The site has been occupied since the Neolithic period, with pottery finds from ca. 3000 BC and tombs from ca. 2300 BC (Early Bronze Age). The city is mentioned in documents found in the Ebla archives of the 3rd millennium BC. According to documents from the archives of Mari and Alalakh, dated from ca. 1800 BC, Carchemish was then ruled by a king named Aplahanda , and an important center of timber trade. It had treaty relationships with Ugarit and Mitanni (Hanilgalbat).
Pharaoh Thutmose I of the Eighteenth Dynasty erected a stela near Carchemish to celebrate his conquest of Syria and other lands beyond the Euphrates.
Around the end of the reign of Pharaoh Akhenaten, Carchemish was captured by king Suppiluliumas I of the Hittites (ca. 14th century BC), who made it into a kingdom ruled by his son Piyashshili. The city became one of the most important in the Hittite Empire, during the Late Bronze Age, and reached its apogee around the 9th century BC.

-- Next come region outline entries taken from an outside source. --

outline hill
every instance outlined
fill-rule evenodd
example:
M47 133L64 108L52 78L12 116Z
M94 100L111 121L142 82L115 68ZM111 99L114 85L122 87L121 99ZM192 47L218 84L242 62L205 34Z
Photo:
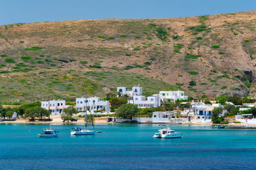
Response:
M104 97L117 85L254 96L256 11L0 25L2 101Z

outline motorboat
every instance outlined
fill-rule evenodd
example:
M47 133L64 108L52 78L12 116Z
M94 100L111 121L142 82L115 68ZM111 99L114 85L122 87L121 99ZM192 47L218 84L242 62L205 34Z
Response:
M175 132L173 130L171 130L170 127L162 127L159 125L160 129L158 133L155 133L153 136L154 138L182 138L182 132ZM165 126L165 125L164 125Z
M59 136L59 132L55 131L52 129L44 129L43 133L38 134L39 138L53 138Z
M225 129L225 125L213 125L212 129Z
M95 134L95 131L90 131L88 129L82 129L80 127L73 128L75 130L71 130L72 135L93 135Z

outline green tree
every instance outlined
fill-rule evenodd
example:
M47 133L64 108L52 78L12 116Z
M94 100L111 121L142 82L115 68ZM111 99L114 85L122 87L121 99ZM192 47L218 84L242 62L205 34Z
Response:
M235 108L236 106L232 104L226 104L224 106L224 109L227 110L228 111L231 112L231 110Z
M51 111L49 110L42 108L40 106L35 107L35 110L37 113L38 117L40 119L42 119L44 117L49 117L51 115Z
M35 118L38 117L38 111L35 108L26 109L25 111L25 117L29 118L30 120L35 120Z
M10 107L8 107L7 108L5 109L5 117L10 118L12 117L12 115L13 114L13 110Z
M0 103L0 117L3 117L3 106L2 106L2 103Z
M230 116L234 116L237 114L239 110L239 107L235 107L234 108L232 109L230 112Z
M73 108L73 106L70 106L67 108L63 109L63 113L66 113L67 115L73 115L77 113L77 111L75 108Z
M204 104L211 104L212 103L209 100L204 101Z
M117 108L122 104L127 103L127 99L124 97L114 97L109 100L109 103L111 108Z
M61 118L63 122L68 121L68 122L71 120L72 119L72 115L67 115L65 113L62 113L61 115Z
M212 110L212 114L211 116L212 122L214 124L220 124L219 115L222 113L221 108L215 108Z
M116 116L118 118L129 118L132 120L139 110L137 106L129 103L121 105L117 108Z
M173 104L170 103L164 103L164 108L166 111L173 111Z
M251 113L253 117L256 116L256 108L255 107L251 108Z

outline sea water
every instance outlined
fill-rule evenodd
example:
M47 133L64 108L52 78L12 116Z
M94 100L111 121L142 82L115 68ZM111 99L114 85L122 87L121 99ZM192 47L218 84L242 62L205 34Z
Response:
M0 169L255 169L256 131L172 125L182 138L154 139L157 125L98 125L70 136L74 125L0 124ZM80 126L81 127L81 126Z

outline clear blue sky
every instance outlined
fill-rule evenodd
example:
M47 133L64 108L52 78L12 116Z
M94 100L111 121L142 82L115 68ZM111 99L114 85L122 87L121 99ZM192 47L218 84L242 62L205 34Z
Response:
M159 18L256 10L256 0L0 0L0 25L99 18Z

The patron of Carchemish under the Hittites was Kubaba, a goddess of apparently Hurrian origins. She was represented as a dignified woman wearing a long robe, standing or seated, and holding a mirror.
After the Hittite empire fell to the Sea Peoples, Carchemish continued to be the capital of an important "Neo-Hittite" kingdom in the Iron Age, and important trade center.
In the 9th century BC, the city paid tribute to Kings Ashurnasirpal II and Shalmaneser III of Assyria, and was conquered by Sargon II in 717 BC, in the reign of King Pisiris .
In the summer of 605 BC (or 607 BC by some sources), an important battle was fought there by the Babylonian army of Nebuchadrezzar II and that of Pharaoh Necho of Egypt (Jer. 46:2). The aim of Necho's campaign was to contain the Westward advance of the Persian Empire and cut off its trade route across the Euphrates. However the Egyptians were defeated by the unexpected attack of the Babylonians and were eventually expelled from Syria.
Rediscovery and exploration
Carchemish has always been well-known to scholars because of its mentions in the Bible (Jer. 46:2; 2 Chr. 35:20; Isa. 10:9) and in Egyptian and Assyrian texts. However its location was identified only in 1876 by George Smith. The city had been previously identified, incorrectly, with Circesium at the confluence of the Chebar and the Euphrates. It has also been identified with the Hierapolis of the Greek, although the modern Pamukkale in Turkey also had that name.
The site was excavated initially by the British Museum, chiefly between 1911 and 1914, by D. G. Hogarth , R. C. Thompson , C. L. Woolley, and T. E. Lawrence ("Lawrence of Arabia"). These expeditions uncovered substantial remains of the Assyrian and Neo-Hittite periods, including defensive structures, temples, palaces, and numerous basalt statues and reliefs with Hittite hieroglyphic inscriptions.
Kings of Carchemish
- Piyassilis , or Sharri-Kushukh, son of the Hittite king Suppiluliumas
- Ini-Teshub I
- Ini-Teshub II
- Suhis I
- Suhis II
- Pisiris , the last king, defeated by Sargon II.